According to purists, there are three types necessary to make most cocktails, and even if you’re not very familiar with them, says Regan, you’ve probably heard of at least two of the three most common types available today: Angostura, with its medicinal cinnamon-eucalyptus flavor, and Peychaud’s, with its sweet anise taste. The third type? Orange bitters, which are more difficult to find, says Regan, which is why he makes his own.
As does Patrick Sullivan, owner and bartender at the B-Side Lounge in Cambridge. “Bitters obviously plays a role in manhattans and old-fashioneds, but also in what could be excessively sweet drinks,” Sullivan says. “Just a dash or two can help balance everything out, so it’s not just all sugar.” Sullivan makes a cuba libre that mixes rum, gin, cola, and lime juice with two or three dashes of Angostura. He makes his own orange bitters by steeping a case of Seville orange peels in a gallon of grain alcohol along with a secret potpourri of botanicals.

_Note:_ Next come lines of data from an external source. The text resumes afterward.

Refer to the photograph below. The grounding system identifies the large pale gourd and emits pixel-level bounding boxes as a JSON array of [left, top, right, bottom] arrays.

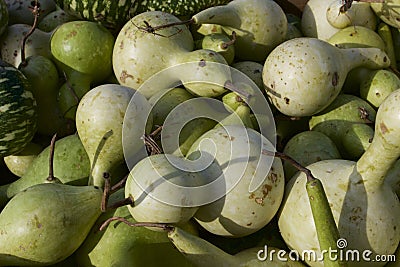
[[278, 90, 400, 266], [76, 84, 151, 187], [263, 37, 390, 117], [113, 11, 231, 98], [188, 125, 284, 237]]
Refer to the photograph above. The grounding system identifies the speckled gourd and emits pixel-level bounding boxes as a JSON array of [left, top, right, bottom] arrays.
[[113, 11, 231, 97], [263, 37, 390, 117], [278, 90, 400, 266]]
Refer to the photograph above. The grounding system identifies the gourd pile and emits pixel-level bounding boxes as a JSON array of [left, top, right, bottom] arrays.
[[0, 0, 400, 267]]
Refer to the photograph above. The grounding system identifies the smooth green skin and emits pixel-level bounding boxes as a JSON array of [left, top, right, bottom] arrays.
[[0, 24, 52, 68], [0, 135, 90, 207], [278, 90, 400, 266], [0, 0, 10, 36], [74, 190, 192, 267], [4, 142, 43, 177], [342, 123, 374, 160], [232, 61, 264, 90], [0, 183, 103, 266], [19, 55, 73, 138], [201, 33, 235, 65], [371, 0, 400, 28], [193, 0, 287, 61], [6, 0, 56, 25], [309, 94, 376, 159], [37, 6, 80, 32], [360, 69, 400, 108], [76, 84, 152, 188], [58, 69, 94, 121], [50, 21, 115, 82], [328, 26, 386, 51], [283, 131, 341, 181]]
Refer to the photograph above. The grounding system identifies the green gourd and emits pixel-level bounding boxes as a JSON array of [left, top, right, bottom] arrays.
[[360, 69, 400, 108], [283, 131, 341, 181], [0, 135, 90, 207], [278, 90, 400, 266], [326, 1, 378, 30], [0, 183, 103, 266], [73, 189, 193, 267], [76, 84, 152, 187], [192, 0, 287, 61], [188, 125, 284, 237], [2, 0, 56, 25], [0, 24, 52, 68], [19, 55, 75, 138], [113, 11, 231, 98], [263, 37, 390, 117], [125, 154, 221, 224], [4, 142, 43, 177], [309, 94, 376, 160]]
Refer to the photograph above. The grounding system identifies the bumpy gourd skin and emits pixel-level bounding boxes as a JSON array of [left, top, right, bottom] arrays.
[[278, 90, 400, 266], [0, 183, 102, 266]]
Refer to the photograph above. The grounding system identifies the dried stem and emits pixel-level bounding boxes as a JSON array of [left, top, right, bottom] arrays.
[[100, 217, 174, 231], [21, 0, 40, 67], [47, 133, 57, 182], [221, 31, 236, 49], [262, 149, 316, 182]]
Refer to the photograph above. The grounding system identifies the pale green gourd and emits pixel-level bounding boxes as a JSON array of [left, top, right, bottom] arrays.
[[113, 11, 231, 98], [278, 90, 400, 266], [125, 154, 220, 226], [76, 84, 152, 187], [0, 24, 52, 68], [0, 183, 103, 266], [326, 1, 378, 30], [192, 0, 287, 61], [263, 37, 390, 117], [2, 0, 56, 25], [0, 135, 90, 207], [188, 125, 284, 237]]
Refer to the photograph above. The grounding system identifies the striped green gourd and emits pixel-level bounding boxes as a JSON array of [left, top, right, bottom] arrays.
[[0, 60, 37, 157], [55, 0, 231, 29]]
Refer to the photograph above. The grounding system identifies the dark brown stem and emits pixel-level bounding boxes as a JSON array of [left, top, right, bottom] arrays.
[[21, 0, 40, 67], [47, 133, 57, 182], [101, 172, 111, 212], [100, 217, 174, 231], [221, 31, 236, 49], [262, 149, 316, 182]]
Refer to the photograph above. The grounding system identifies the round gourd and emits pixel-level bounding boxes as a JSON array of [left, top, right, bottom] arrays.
[[0, 61, 37, 157]]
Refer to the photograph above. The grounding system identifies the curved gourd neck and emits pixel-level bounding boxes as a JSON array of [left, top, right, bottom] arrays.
[[340, 47, 390, 70], [192, 4, 241, 28]]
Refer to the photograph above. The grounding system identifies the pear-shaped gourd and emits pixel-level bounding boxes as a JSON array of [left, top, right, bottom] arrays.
[[113, 11, 231, 98], [309, 94, 376, 160], [5, 0, 56, 25], [278, 90, 400, 266], [19, 55, 75, 137], [283, 131, 341, 181], [125, 154, 220, 226], [76, 84, 151, 187], [263, 37, 390, 117], [4, 142, 43, 177], [192, 0, 287, 61], [371, 0, 400, 28], [0, 24, 52, 68], [0, 135, 90, 207], [301, 0, 339, 40], [50, 21, 114, 82], [73, 189, 193, 267], [326, 1, 378, 30], [0, 183, 103, 266], [188, 125, 284, 237], [327, 26, 386, 51]]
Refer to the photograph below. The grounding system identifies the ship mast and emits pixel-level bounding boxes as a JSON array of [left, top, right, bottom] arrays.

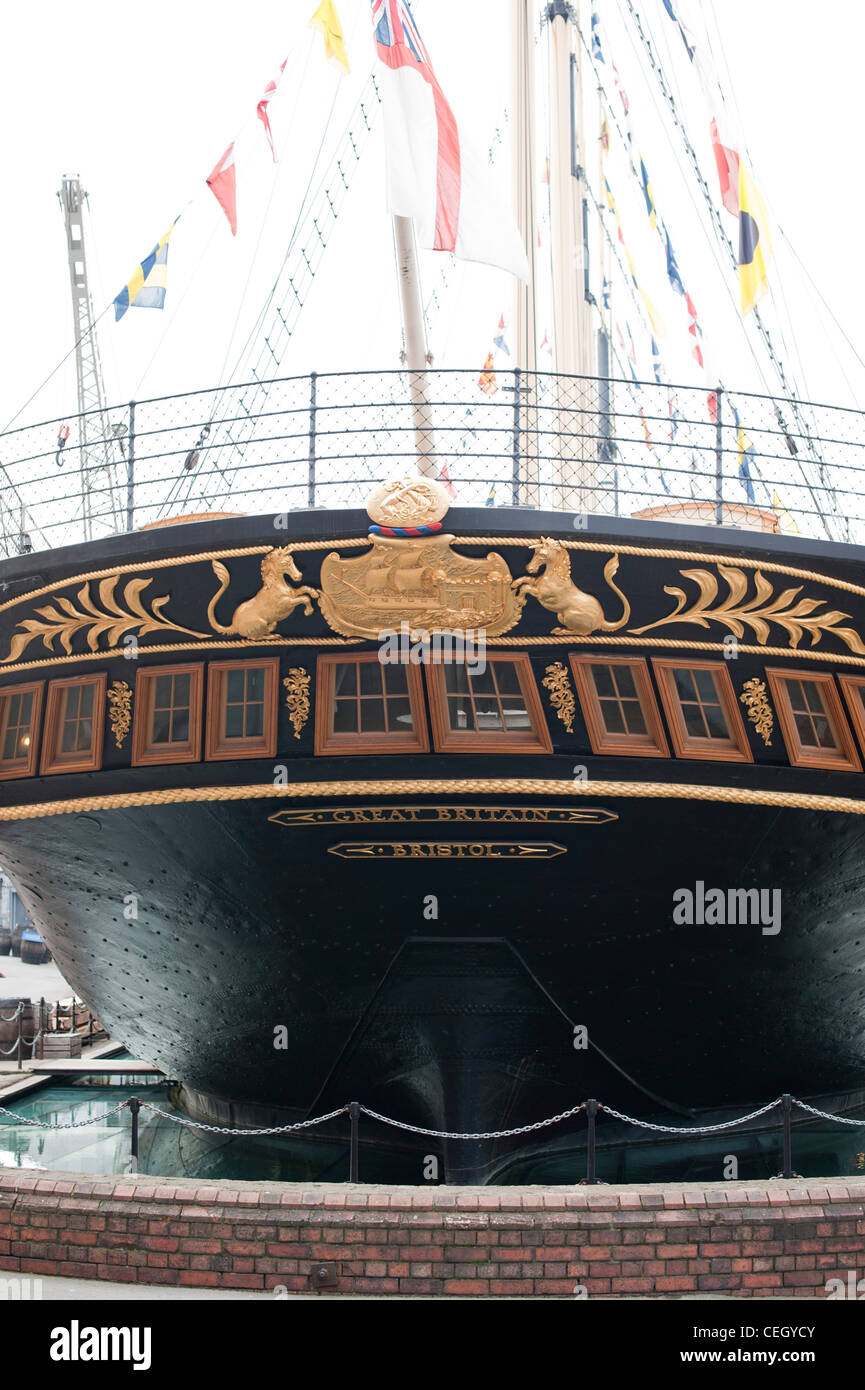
[[544, 0, 598, 513], [510, 0, 540, 507], [57, 175, 120, 541], [394, 217, 435, 478]]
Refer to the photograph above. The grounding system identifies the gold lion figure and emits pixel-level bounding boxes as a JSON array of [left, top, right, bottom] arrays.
[[207, 546, 318, 641], [513, 538, 631, 637]]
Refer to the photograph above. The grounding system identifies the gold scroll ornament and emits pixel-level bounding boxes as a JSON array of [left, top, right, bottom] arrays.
[[541, 662, 577, 734], [282, 666, 309, 738], [738, 676, 775, 748], [107, 681, 132, 748], [630, 564, 865, 656]]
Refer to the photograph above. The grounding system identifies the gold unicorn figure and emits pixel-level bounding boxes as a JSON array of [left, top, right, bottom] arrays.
[[207, 546, 318, 641], [513, 537, 631, 637]]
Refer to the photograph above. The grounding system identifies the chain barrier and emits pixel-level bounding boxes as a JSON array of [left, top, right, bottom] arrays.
[[0, 1089, 865, 1140], [360, 1101, 585, 1138], [598, 1095, 789, 1134], [793, 1097, 865, 1129]]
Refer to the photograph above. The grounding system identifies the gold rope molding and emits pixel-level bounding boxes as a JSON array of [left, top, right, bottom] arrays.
[[1, 632, 865, 676], [6, 532, 865, 613], [0, 777, 865, 821]]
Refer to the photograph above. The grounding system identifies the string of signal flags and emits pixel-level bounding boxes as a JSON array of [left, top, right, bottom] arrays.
[[114, 0, 350, 321]]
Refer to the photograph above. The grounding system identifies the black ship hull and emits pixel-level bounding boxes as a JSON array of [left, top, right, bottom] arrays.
[[0, 514, 865, 1182]]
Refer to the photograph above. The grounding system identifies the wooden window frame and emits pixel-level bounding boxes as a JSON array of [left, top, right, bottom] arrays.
[[570, 652, 670, 758], [0, 681, 45, 781], [427, 652, 552, 755], [766, 666, 862, 773], [314, 652, 430, 758], [652, 656, 754, 763], [132, 662, 204, 767], [204, 656, 280, 763], [839, 676, 865, 749], [40, 671, 107, 777]]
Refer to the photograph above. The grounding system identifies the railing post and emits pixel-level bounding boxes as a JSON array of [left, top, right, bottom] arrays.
[[349, 1101, 360, 1183], [127, 1095, 142, 1173], [715, 386, 723, 525], [585, 1101, 599, 1187], [779, 1093, 798, 1177], [513, 367, 523, 507], [127, 400, 135, 531], [306, 371, 318, 507]]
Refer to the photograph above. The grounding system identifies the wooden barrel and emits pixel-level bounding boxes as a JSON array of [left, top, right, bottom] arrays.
[[0, 999, 39, 1061]]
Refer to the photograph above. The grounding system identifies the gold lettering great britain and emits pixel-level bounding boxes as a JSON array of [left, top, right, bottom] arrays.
[[267, 806, 619, 827]]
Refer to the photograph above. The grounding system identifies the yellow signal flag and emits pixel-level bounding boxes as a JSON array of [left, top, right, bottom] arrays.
[[309, 0, 350, 72], [738, 157, 772, 316]]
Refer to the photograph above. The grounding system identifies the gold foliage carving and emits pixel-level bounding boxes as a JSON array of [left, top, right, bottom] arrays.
[[282, 666, 309, 738], [738, 676, 775, 748], [107, 681, 132, 748], [541, 662, 576, 734], [0, 574, 209, 666], [630, 564, 865, 655]]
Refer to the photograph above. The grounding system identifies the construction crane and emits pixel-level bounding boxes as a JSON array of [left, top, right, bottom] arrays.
[[57, 174, 124, 541]]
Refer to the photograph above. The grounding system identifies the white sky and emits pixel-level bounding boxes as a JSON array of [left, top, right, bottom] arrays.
[[0, 0, 865, 428]]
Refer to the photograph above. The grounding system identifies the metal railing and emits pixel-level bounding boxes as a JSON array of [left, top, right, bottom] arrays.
[[0, 1093, 865, 1184], [0, 370, 865, 555]]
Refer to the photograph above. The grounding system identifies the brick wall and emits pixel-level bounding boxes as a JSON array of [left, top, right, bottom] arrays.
[[0, 1173, 865, 1297]]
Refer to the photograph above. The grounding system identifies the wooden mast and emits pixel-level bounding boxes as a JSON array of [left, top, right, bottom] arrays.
[[394, 217, 437, 478], [545, 0, 597, 513], [510, 0, 540, 507]]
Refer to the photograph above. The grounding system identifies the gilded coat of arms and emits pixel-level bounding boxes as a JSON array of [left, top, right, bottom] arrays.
[[318, 535, 526, 639]]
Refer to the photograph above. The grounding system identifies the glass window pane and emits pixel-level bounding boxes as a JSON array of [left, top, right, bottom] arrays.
[[613, 666, 637, 699], [694, 671, 718, 703], [814, 714, 837, 748], [673, 670, 697, 699], [225, 671, 245, 705], [225, 705, 243, 738], [624, 701, 648, 734], [360, 699, 384, 734], [334, 699, 357, 734], [474, 701, 503, 733], [793, 714, 815, 748], [591, 666, 616, 699], [601, 699, 624, 734], [388, 699, 414, 734], [469, 666, 495, 699], [334, 662, 357, 696], [448, 695, 474, 728], [152, 709, 170, 744], [704, 705, 730, 742], [681, 705, 706, 738], [171, 709, 189, 744], [492, 662, 522, 695], [382, 666, 409, 695], [153, 676, 171, 709], [174, 676, 192, 708], [357, 662, 382, 695], [246, 705, 264, 738], [502, 696, 531, 730]]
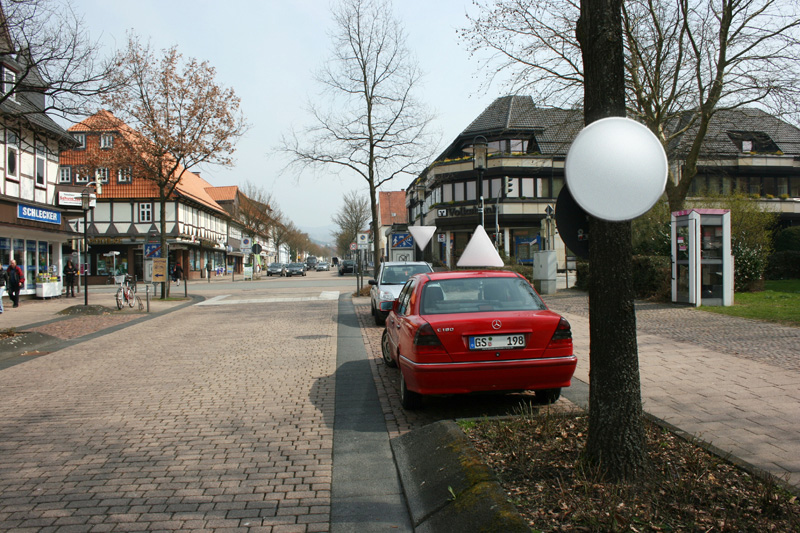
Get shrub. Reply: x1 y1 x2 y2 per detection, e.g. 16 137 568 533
731 241 767 292
765 250 800 279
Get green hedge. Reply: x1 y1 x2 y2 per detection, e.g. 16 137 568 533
764 250 800 279
575 255 672 301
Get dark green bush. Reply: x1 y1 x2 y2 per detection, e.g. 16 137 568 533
764 250 800 279
575 255 672 301
773 226 800 252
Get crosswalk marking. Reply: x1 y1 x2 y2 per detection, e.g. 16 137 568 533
197 291 339 305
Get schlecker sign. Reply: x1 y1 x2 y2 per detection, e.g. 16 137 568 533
564 117 667 222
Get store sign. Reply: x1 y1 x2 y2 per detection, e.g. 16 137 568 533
17 204 61 222
58 191 97 207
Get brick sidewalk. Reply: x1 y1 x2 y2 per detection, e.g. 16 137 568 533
0 291 338 533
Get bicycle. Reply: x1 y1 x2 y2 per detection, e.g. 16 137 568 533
116 275 142 310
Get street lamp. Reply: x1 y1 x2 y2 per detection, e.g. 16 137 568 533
472 135 488 226
81 181 103 306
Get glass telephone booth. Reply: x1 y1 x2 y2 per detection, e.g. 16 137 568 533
672 209 733 307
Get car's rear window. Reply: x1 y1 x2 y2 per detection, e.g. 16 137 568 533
421 278 546 315
381 265 432 285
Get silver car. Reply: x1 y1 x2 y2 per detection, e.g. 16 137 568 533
368 261 433 326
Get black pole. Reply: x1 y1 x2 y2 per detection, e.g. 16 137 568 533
83 209 89 306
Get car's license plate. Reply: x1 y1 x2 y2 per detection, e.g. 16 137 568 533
469 333 525 350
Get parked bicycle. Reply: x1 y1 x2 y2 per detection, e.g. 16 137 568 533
116 275 142 310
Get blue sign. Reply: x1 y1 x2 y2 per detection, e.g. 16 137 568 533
17 204 61 226
392 233 414 248
144 242 161 257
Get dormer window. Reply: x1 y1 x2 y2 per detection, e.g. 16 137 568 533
728 131 781 154
72 133 86 148
2 67 17 102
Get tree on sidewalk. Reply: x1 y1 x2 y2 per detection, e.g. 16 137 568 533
104 34 247 298
0 0 115 118
280 0 434 269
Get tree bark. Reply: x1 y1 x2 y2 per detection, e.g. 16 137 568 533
577 0 646 481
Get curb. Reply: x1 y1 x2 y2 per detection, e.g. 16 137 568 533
391 420 530 533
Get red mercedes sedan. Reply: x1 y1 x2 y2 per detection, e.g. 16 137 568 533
381 271 578 409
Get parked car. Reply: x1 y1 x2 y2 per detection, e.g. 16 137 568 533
267 263 286 276
286 263 306 277
306 255 319 270
339 259 356 276
367 261 433 326
381 271 577 409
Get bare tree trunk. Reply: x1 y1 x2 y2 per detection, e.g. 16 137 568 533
577 0 646 480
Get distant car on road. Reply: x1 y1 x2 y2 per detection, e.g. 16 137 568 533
367 261 433 326
267 263 286 276
339 259 356 276
286 263 306 277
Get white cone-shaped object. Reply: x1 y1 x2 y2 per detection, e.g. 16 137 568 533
408 226 436 250
456 226 504 267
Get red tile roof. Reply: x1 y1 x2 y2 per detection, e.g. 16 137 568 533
378 191 408 226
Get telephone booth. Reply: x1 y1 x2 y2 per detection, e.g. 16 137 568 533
672 209 733 307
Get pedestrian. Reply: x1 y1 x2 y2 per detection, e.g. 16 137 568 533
64 259 78 298
172 263 183 287
7 259 25 307
0 268 8 315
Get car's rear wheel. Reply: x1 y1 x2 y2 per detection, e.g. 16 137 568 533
535 388 561 405
381 330 397 368
400 371 422 411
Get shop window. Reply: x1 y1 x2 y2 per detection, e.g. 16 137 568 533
520 178 533 198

At the Federalist, bar manager Srdjan Bajas knows a thing or two about bitters, since he worked at one of the best bars in Munich, Schumann’s American Bar, where America’s forgotten cocktail tradition lives on—and where bitters are used with abandon. Bajas says one of the most popular house cocktails there is the Due Campari, made with a sweet white Campari (in limited supply in this country), classic red Campari, a dash of lemon juice, and a splash of champagne. The resulting cocktail is the essence of perfect balance, and will be available at the Fed this fall. You can also try his twist on the champagne cocktail, the “Prince of Wales” (recipe below). Fellow Euro Pelle Johansson, the “bar chef” at Excelsior, is also a self-proclaimed bitters guy and employs it in his riff on the old-fashioned, called the “timeless modern” (recipe below). I love that he uses maraschino liqueur instead of sugar, which plays the perfect ying to the bitters’ yang. Try finding this kind of harmony in a cosmo.
Which was the point of this exercise in the first place: to find bartenders who know a thing or two about balance. I won’t tell on those who didn’t know their Angostura from a hole in the wall, but as for the lass who asked me to refresh her memory when I ordered a negroni, I’d advise her not to quit her day job.